What are some good resources to understand medical device cybersecurity?

Question

Medical device cybersecurity has become a significant area of focus for the FDA. Starting Oct 1, 2023, the FDA will issue a 'Refuse To Accept' letters to 510K submissions that do not comply with the amended Section 524B of the FD&C Act.Most of the online resources related to medical device cybersecurity are from companies selling solutions.Are there examples of high-quality independent blogs, resources for medical device professionals to refer to educate themselves?

borissk · Accepted Answer

Don't think medical devices are in any way unique.

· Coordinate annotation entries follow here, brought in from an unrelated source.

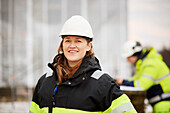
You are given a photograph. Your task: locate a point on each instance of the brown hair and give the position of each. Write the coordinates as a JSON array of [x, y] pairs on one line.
[[61, 65]]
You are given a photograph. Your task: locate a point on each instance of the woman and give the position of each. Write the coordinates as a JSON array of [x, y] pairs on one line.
[[77, 84]]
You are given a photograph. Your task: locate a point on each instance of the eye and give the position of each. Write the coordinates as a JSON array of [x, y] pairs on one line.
[[67, 41], [79, 41]]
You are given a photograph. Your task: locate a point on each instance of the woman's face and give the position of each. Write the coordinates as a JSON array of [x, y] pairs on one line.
[[75, 48]]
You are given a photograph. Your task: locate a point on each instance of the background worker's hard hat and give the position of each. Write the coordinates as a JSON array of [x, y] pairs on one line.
[[130, 48], [78, 26]]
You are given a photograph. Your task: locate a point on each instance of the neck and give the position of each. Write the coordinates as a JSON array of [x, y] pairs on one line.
[[74, 64]]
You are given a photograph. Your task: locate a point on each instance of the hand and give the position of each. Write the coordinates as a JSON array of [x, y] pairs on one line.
[[119, 81]]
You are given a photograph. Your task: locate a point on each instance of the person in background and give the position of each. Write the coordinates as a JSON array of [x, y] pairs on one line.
[[151, 74], [77, 84]]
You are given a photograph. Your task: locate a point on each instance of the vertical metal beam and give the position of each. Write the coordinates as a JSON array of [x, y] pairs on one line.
[[84, 8], [104, 33], [63, 10], [45, 34], [123, 37], [10, 71], [0, 44], [29, 44]]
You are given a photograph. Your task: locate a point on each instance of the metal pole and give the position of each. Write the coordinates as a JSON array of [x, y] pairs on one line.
[[84, 9], [10, 59], [45, 35], [0, 45], [63, 10], [29, 40], [123, 36]]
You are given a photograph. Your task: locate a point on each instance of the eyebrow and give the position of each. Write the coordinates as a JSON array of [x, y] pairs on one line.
[[75, 38]]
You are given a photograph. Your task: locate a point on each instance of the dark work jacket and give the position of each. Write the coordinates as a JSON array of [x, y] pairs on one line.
[[81, 91]]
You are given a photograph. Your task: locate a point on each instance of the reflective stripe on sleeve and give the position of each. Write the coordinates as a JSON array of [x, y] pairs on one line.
[[66, 110], [36, 109], [162, 77], [97, 74], [123, 108], [137, 84], [156, 80], [121, 105], [147, 76], [158, 97]]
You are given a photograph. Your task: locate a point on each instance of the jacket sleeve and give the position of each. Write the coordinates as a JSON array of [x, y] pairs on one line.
[[114, 100], [35, 100], [147, 74]]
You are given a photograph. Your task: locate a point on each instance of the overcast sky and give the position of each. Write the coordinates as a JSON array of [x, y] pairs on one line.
[[149, 22]]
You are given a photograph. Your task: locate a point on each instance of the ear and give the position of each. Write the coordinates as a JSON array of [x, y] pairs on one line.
[[89, 46]]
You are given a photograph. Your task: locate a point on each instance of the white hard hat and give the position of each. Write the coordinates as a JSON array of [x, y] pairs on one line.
[[131, 47], [78, 26]]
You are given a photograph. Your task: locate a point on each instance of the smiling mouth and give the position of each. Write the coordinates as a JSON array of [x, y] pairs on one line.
[[73, 51]]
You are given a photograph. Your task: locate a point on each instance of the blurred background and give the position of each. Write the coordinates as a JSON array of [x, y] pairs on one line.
[[29, 38]]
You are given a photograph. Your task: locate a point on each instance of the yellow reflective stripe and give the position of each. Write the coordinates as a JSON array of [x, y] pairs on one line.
[[117, 103], [65, 110], [123, 108], [137, 84], [36, 109], [131, 111]]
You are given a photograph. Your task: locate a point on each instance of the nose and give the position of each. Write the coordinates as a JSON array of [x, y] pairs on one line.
[[72, 44]]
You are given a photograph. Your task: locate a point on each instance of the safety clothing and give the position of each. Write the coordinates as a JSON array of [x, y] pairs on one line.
[[77, 25], [130, 48], [89, 90], [153, 75]]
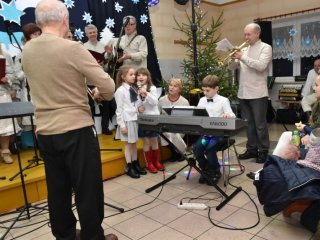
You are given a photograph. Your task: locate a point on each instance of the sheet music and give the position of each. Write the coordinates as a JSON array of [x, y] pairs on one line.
[[224, 45]]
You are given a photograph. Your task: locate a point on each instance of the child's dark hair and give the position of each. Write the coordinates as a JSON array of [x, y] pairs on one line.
[[211, 81], [123, 70], [145, 71]]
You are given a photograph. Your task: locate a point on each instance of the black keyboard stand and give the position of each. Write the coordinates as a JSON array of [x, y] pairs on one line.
[[192, 163], [13, 110]]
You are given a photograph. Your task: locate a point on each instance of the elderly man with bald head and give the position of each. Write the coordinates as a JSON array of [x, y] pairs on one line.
[[58, 70], [253, 63]]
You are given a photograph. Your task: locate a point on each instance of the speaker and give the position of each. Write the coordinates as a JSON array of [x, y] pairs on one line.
[[181, 2], [266, 31]]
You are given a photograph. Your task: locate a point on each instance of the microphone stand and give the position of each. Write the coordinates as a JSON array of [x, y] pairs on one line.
[[10, 34], [195, 68], [35, 159]]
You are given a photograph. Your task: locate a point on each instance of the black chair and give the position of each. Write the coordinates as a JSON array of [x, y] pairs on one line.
[[225, 159]]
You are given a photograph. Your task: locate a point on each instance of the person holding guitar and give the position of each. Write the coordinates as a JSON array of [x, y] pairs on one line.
[[131, 48]]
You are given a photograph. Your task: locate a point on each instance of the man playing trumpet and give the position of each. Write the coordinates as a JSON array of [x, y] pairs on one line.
[[253, 63]]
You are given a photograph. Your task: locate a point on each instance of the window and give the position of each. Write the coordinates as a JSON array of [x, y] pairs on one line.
[[296, 44]]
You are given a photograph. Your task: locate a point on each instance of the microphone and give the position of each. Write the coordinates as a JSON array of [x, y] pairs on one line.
[[8, 30], [126, 22], [140, 85]]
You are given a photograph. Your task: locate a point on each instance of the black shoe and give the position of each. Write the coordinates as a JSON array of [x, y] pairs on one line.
[[262, 157], [212, 177], [251, 175], [248, 154], [107, 132], [131, 172], [137, 167], [202, 180]]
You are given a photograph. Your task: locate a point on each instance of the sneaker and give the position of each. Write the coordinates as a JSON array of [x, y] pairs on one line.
[[248, 154], [262, 157]]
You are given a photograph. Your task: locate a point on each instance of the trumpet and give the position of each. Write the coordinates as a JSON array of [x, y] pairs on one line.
[[227, 58]]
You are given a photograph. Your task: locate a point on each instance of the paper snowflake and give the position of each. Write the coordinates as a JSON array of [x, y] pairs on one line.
[[293, 32], [78, 33], [290, 56], [307, 41], [152, 3], [9, 12], [106, 35], [143, 18], [69, 3], [87, 17], [110, 23], [278, 42], [118, 7]]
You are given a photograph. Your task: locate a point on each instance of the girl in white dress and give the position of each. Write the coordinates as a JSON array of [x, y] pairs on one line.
[[149, 101], [127, 115]]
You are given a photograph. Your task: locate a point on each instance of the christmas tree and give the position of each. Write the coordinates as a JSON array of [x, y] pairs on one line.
[[208, 60]]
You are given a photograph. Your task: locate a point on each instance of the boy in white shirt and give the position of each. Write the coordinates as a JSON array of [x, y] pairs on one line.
[[205, 149]]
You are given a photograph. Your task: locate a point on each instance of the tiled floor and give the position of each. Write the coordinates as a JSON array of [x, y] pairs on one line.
[[155, 216]]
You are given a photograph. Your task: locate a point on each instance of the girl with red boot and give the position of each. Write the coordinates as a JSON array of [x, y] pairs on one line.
[[149, 102]]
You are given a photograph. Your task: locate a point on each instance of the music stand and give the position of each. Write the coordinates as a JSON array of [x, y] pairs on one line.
[[192, 111], [34, 162], [13, 110]]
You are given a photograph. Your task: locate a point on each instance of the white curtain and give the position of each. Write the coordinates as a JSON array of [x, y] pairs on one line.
[[296, 40], [310, 39]]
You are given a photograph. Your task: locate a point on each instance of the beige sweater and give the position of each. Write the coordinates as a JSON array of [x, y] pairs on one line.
[[57, 70]]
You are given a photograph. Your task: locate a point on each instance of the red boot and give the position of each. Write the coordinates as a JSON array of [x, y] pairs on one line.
[[150, 166], [156, 160]]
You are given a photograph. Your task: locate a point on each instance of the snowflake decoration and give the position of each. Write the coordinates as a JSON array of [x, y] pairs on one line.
[[9, 12], [307, 41], [118, 7], [278, 43], [87, 17], [143, 18], [69, 3], [293, 32], [110, 23], [290, 56], [106, 35], [78, 33], [152, 3]]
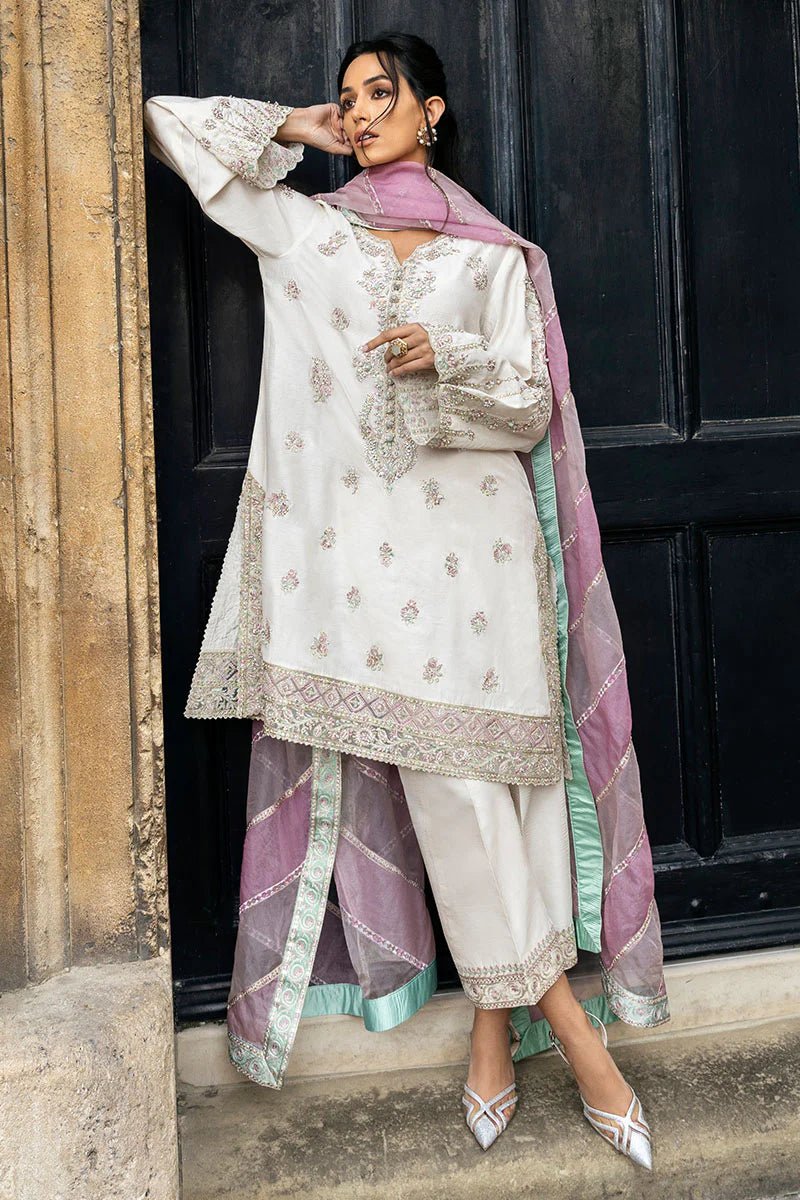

Same cybersecurity principles and practices apply to them as to any IoT device.

johnklos · Answer

Honestly, medical security is more theater than real security. The people with marketing prowess sell crap for much, much more of a markup to the medical world than to most other industries, excepting perhaps military, and just like many other areas, marketing has much more of an influence than actual security.
Pretty much all of my experience in medical security to date has been playing games to paper over horribly insecure defaults that should never have been considered in the first place. Companies would rather things that are known to be insecure that others are using, so everyone is in the same boat, so to speak, than to choose something demonstrably more secure that nobody else is using.
In other words, learn about marketing, marketing forces, and securing things after the fact.

gmassman · Answer

Use best IoT practices. Treat a medical device like any new product whose data you want to remain secure. On the device itself, ensure your firmware is inaccessible to curious hackers. Most MCUs provide read back protection so enable it! Ensure OTA updates are encrypted and signed, and only verified bootloaders can decrypt and install firmware. All network communications should be encrypted too; use HTTPS or similar protocols and treat your device certs like you treat your firmware.
On the backend, use web API security best practices. This means only allow API access to authorized devices and/or users. Keep your database secure. There’s tons of resources out there about how to build a secure backend.
Cybersecurity isn’t nearly as complicated as marketers and would-be consultants paint it out to be. Granted, programs are complicated (firmware especially), so invest heavily in good testing to catch insecure code before they manifest into issues.
As far as the FDA is concerned, document everything, probably more that you think is necessary. Write up a clear set of requirements, verification and validation plans, and very thorough design documents. This benefits both them and any future team members that may need to work on the project.

mikewarot · Answer

Please remember that availability is part of security. If the company that makes the device folds, or just decides to stop supporting it, it should remain available, perhaps even a decade or more later. We should never have people with implanted devices that are otherwise functional, because of a lack of software support.